Overview
- Locale: Los Angeles

Service
- Type: Streetcar
- System: Los Angeles Railway
- Daily ridership: 14,484 (1940)

History
- Opened: 1912
- Closed: August 3, 1947

Technical
- Track gauge: 3 ft 6 in (1,067 mm)
- Electrification: Overhead line, 600 V DC

= H (Los Angeles Railway) =

H was a streetcar route in Los Angeles, California. It was owned and operated by the Los Angeles Railway from 1912 to 1947.

==History==
The route's origins begin when the streetcar lines running on Washington Street and Maple Avenue were combined into a single service in 1912, running through Downtown. During the 1920 rerouting, the Washington Street line was spun into the West Washington and Garvanza Line. Thus, the Maple and Heliotrope line consisted of tracks on Melrose; Heliotrope; Temple; New Hampshire; First; Bimini Place; a private right of way; 2nd; Rampart; 6th; Alvarado; 7th; Maple; Woodlawn; Santa Barbara; Wall; and 53rd.

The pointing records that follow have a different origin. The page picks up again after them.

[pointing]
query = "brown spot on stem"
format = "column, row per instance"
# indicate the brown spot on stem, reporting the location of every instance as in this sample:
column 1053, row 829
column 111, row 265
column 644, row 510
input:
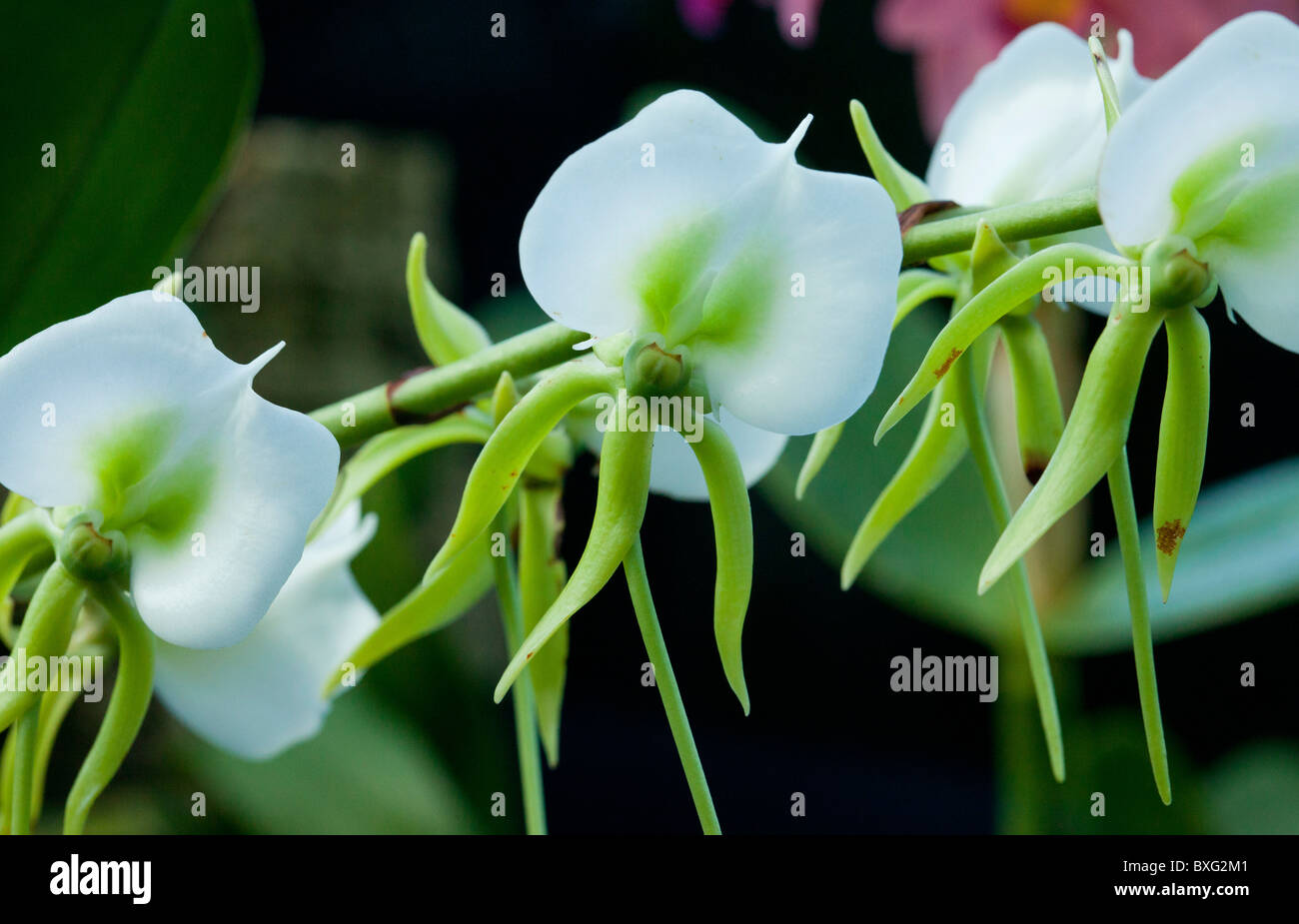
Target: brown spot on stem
column 1169, row 536
column 401, row 416
column 947, row 364
column 914, row 215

The Maple segment became the south end of the new line, which ran to Melrose to Normandie in Melrose Hill. The line was given the letter designation H in 1921. Service between First and the University of California was temporarily discontinued in the summer of 1924 amid citywide power cuts. The western end was rerouted via Vermont and Beverly in 1924 and extended to Melrose and Western the following year. This routing pattern held until August 3, 1947 when service was discontinued.